3.Railway Ministry to provide WiFi services inside trains

Why in News?
  • The Railway Ministry is planning to introduce WiFi services inside the trains in the next four and a half years.
Highlights:
  • The free WiFi service is currently available at around 5150 railway stations in India.
  • The Railways is planning to extend the WiFi services to all 6,500 stations by the end of 2020.
  • WiFi inside the trains is a more complicated technology subject, as the service would require investment, towers would need to put and equipment will need to be provided inside the trains.
  • The Ministry might have to bring in foreign technology and investors to launch the service.
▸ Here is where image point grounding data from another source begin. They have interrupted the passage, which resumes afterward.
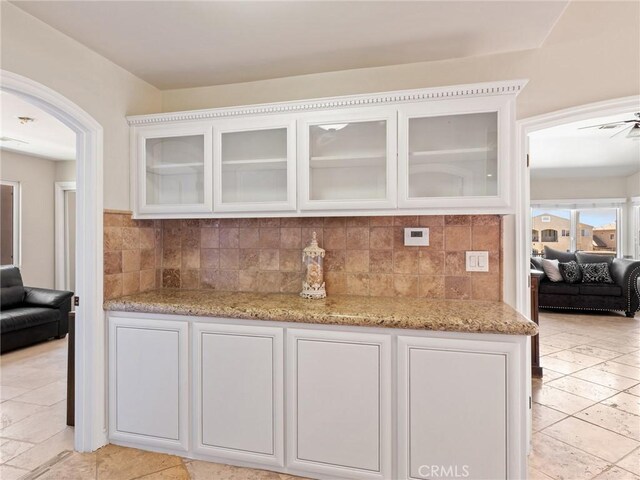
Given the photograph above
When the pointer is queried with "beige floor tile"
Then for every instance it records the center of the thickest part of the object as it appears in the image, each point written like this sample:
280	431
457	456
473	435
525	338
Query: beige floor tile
543	416
594	351
562	461
631	462
47	395
592	439
559	365
624	401
616	473
119	463
606	379
620	369
612	419
39	426
12	448
7	393
576	358
78	466
11	473
42	452
634	390
560	400
11	412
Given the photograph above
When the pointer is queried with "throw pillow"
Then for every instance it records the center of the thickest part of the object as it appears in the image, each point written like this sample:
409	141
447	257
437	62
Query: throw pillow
570	272
595	273
551	270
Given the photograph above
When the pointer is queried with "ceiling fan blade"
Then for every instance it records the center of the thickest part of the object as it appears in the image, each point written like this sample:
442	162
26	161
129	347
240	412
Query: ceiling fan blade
606	124
623	130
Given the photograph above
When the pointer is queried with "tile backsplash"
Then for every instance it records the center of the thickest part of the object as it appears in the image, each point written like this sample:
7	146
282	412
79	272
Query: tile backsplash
365	255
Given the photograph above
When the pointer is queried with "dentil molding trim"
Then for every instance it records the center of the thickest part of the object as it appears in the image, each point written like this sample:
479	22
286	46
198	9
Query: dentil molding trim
510	87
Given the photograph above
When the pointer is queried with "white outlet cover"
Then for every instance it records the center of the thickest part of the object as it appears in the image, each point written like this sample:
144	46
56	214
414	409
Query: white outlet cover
477	261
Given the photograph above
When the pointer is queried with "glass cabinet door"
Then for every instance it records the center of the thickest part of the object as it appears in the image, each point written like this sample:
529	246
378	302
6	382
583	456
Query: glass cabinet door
254	165
450	159
176	167
348	161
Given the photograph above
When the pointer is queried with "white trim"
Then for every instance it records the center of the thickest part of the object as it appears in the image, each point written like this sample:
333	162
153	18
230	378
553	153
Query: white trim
508	87
525	127
90	403
17	221
61	260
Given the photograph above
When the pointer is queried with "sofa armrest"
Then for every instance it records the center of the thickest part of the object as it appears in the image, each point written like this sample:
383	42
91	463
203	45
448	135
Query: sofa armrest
44	297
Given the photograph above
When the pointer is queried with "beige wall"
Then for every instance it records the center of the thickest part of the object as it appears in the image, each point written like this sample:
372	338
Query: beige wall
592	54
36	177
107	92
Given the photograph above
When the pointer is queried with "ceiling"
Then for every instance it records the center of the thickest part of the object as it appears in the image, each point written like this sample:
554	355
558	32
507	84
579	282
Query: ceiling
567	151
45	137
177	44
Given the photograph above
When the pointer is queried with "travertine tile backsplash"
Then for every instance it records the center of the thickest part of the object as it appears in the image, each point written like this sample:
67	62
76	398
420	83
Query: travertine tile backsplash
365	255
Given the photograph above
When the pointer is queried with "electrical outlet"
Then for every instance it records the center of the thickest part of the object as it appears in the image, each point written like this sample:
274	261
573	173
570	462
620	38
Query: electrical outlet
477	261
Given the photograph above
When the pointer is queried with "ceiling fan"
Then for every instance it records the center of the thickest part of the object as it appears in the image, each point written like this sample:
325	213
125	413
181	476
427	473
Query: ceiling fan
632	125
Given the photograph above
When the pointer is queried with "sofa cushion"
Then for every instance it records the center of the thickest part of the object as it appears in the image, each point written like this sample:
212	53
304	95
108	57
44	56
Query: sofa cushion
559	288
553	254
605	289
26	317
584	257
11	288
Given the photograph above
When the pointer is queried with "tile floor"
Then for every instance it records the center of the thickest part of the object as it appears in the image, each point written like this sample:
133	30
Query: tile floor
586	413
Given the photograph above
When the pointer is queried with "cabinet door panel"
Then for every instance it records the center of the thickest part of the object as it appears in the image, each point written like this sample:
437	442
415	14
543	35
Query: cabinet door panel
239	392
149	381
340	403
455	411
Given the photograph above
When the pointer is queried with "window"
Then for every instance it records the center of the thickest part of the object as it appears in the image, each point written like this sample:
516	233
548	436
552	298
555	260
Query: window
10	219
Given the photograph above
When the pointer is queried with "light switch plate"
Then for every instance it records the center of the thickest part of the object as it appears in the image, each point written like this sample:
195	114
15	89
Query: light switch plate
477	261
416	237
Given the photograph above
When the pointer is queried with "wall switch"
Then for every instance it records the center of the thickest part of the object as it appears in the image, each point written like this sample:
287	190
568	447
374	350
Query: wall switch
477	261
416	237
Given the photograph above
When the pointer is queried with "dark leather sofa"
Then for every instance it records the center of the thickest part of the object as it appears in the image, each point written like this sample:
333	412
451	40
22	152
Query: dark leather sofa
622	295
30	315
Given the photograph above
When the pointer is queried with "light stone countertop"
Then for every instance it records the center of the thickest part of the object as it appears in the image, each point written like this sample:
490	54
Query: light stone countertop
410	313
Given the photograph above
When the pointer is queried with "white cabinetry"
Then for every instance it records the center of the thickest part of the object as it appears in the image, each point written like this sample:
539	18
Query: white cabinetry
255	164
173	168
443	384
348	159
149	382
238	392
339	403
455	153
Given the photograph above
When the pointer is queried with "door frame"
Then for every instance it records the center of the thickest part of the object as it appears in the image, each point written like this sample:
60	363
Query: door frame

  • Having WiFi service inside the trains will boost security in trains, as it will help the police to track live CCTV feed from every train compartment and it will also enable the signaling system to work in a better manner.
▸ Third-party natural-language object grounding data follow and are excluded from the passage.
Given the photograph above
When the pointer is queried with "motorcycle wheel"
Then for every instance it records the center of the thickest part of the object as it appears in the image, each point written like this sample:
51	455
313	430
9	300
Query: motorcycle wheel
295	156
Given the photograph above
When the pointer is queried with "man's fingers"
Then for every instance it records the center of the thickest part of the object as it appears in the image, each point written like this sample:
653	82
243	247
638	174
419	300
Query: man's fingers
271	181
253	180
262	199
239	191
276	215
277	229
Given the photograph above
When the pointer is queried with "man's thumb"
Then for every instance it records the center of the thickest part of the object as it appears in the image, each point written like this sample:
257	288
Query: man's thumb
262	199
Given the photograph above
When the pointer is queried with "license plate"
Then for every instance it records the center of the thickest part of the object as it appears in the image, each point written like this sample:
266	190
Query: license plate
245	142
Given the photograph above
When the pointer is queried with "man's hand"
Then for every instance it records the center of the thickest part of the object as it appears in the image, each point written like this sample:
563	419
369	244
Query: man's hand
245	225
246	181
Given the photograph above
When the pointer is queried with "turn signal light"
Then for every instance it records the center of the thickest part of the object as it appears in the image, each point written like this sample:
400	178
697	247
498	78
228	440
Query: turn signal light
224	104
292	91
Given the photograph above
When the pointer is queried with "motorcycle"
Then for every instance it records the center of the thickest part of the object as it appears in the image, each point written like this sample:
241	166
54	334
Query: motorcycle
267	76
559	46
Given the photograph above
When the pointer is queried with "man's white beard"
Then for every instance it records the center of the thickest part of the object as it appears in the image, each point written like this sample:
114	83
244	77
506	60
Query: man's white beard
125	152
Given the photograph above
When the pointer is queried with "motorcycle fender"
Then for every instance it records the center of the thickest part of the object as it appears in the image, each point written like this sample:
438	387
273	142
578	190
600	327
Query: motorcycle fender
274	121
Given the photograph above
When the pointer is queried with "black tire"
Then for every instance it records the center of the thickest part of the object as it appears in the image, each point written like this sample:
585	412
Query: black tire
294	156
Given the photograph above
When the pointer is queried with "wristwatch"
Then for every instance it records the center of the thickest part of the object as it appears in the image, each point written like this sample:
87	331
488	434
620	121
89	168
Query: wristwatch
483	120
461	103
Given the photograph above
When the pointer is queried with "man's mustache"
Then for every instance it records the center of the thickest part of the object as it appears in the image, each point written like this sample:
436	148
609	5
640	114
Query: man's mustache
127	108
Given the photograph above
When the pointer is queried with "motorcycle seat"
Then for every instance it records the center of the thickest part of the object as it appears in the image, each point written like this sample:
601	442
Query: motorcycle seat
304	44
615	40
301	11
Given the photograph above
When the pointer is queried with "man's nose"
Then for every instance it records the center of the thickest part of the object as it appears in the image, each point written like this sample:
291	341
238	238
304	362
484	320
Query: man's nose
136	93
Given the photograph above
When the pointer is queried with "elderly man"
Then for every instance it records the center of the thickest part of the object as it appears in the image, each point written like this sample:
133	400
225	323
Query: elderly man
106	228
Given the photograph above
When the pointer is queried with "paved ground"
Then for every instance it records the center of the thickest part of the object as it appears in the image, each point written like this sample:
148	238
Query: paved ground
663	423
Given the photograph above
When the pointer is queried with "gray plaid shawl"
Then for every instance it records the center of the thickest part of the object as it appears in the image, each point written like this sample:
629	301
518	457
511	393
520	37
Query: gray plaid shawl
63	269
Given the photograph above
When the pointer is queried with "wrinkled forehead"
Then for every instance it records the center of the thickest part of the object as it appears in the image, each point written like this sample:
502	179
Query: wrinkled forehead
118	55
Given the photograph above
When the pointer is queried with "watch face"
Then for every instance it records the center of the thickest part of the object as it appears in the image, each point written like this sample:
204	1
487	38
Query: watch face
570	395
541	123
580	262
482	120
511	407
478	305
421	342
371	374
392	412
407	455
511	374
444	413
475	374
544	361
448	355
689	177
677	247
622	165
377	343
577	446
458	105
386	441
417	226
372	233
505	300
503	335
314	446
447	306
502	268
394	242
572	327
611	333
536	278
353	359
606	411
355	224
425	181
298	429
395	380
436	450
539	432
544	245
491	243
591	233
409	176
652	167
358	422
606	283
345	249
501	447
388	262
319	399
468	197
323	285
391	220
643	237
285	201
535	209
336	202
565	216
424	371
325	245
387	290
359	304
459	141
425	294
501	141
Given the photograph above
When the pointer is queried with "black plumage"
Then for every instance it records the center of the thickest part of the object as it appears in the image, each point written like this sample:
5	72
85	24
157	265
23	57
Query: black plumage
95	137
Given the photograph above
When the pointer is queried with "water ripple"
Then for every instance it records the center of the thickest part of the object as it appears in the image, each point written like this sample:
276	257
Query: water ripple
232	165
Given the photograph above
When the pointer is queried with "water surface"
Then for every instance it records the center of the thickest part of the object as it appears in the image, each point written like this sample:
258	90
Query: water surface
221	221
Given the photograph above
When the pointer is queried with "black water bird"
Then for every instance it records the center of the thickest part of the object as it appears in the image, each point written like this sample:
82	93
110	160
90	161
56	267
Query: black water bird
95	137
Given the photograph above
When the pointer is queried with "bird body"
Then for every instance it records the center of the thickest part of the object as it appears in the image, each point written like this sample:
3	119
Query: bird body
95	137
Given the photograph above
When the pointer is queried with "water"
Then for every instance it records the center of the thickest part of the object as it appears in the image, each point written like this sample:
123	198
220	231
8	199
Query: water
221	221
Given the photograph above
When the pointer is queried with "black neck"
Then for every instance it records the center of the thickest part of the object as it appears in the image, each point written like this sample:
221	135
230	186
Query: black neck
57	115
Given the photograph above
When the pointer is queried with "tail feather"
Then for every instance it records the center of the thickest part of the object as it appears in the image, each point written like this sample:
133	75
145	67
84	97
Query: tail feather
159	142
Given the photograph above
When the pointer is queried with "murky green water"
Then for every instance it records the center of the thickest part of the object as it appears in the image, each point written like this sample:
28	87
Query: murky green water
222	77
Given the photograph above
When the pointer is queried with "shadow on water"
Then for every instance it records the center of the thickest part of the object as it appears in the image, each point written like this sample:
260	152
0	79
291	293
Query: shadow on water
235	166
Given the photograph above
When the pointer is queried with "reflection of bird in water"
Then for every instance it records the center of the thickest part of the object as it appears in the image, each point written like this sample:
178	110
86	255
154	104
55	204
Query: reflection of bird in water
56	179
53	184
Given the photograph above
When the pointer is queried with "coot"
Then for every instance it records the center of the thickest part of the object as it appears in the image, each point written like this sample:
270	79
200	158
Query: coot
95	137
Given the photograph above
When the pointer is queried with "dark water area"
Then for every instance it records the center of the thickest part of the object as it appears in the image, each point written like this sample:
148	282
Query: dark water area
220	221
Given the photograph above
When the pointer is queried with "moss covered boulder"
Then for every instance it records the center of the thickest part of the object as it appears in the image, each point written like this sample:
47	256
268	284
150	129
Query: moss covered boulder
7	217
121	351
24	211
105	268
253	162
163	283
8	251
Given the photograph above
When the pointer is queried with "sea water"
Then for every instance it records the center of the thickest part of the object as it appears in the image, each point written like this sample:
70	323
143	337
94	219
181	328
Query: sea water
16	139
World’s first zero-emission Railway:
  • Railway Minister Piyush Goyal also revealed the Ministry’s plans to transform the Indian Railways into the world’s first zero-emission Railway.
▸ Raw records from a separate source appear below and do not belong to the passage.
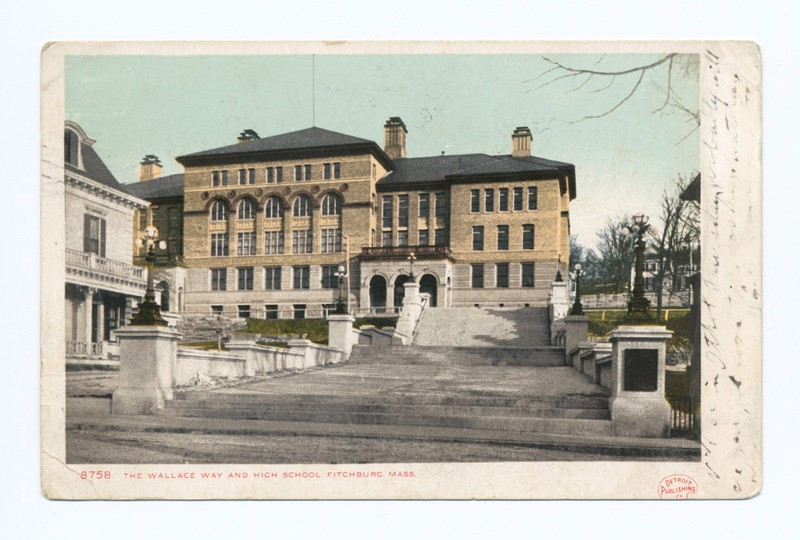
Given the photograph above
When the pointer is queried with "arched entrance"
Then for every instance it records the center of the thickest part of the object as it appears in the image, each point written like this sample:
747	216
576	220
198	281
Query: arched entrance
399	290
428	284
377	293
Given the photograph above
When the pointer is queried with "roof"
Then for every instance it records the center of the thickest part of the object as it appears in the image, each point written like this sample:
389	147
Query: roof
160	188
304	139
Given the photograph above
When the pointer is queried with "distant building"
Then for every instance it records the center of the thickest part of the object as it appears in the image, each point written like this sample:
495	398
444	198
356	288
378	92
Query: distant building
102	285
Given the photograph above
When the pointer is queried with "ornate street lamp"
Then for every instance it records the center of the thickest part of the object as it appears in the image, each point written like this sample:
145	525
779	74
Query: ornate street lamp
639	305
149	311
577	307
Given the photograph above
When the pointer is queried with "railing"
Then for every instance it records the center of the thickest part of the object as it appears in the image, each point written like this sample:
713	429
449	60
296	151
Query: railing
402	252
91	261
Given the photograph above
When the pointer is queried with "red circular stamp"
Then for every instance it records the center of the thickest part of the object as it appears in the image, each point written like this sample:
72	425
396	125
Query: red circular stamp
677	486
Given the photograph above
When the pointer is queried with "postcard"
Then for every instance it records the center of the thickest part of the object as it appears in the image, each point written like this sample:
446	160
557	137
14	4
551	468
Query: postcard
401	270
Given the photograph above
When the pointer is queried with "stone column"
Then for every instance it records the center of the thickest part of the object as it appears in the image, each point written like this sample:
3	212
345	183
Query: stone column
638	405
340	333
146	369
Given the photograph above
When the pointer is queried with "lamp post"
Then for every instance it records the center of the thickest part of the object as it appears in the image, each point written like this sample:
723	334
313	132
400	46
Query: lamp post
577	307
639	305
149	311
  • This will be done by making the Railways 100 percent electric.
  • The Ministry is planning to use railway land for solar installation to enable the same. The project is expected to take about 4-5 years.

4.White bellbird- the world’s loudest bird

Why in News?
  • Bellbirds have the loudest bird calls yet documented in the world, according to a study.
Bellbirds:
  • The study found that their mating songs pack more decibels than the screams of howler monkeys and the bellows of bisons.
  • The male white bellbird’s mating call is about three times louder than screaming phias — the previously loudest bird singer.
  • The bellbird’s calls were so loud that they wondered how the females of the species listened to them at close range without permanent damage to their hearing.
  • The loud singing ability also came with a trade-off, according to the researchers, who said that as the songs of bellbirds became louder, they also got shorter in duration.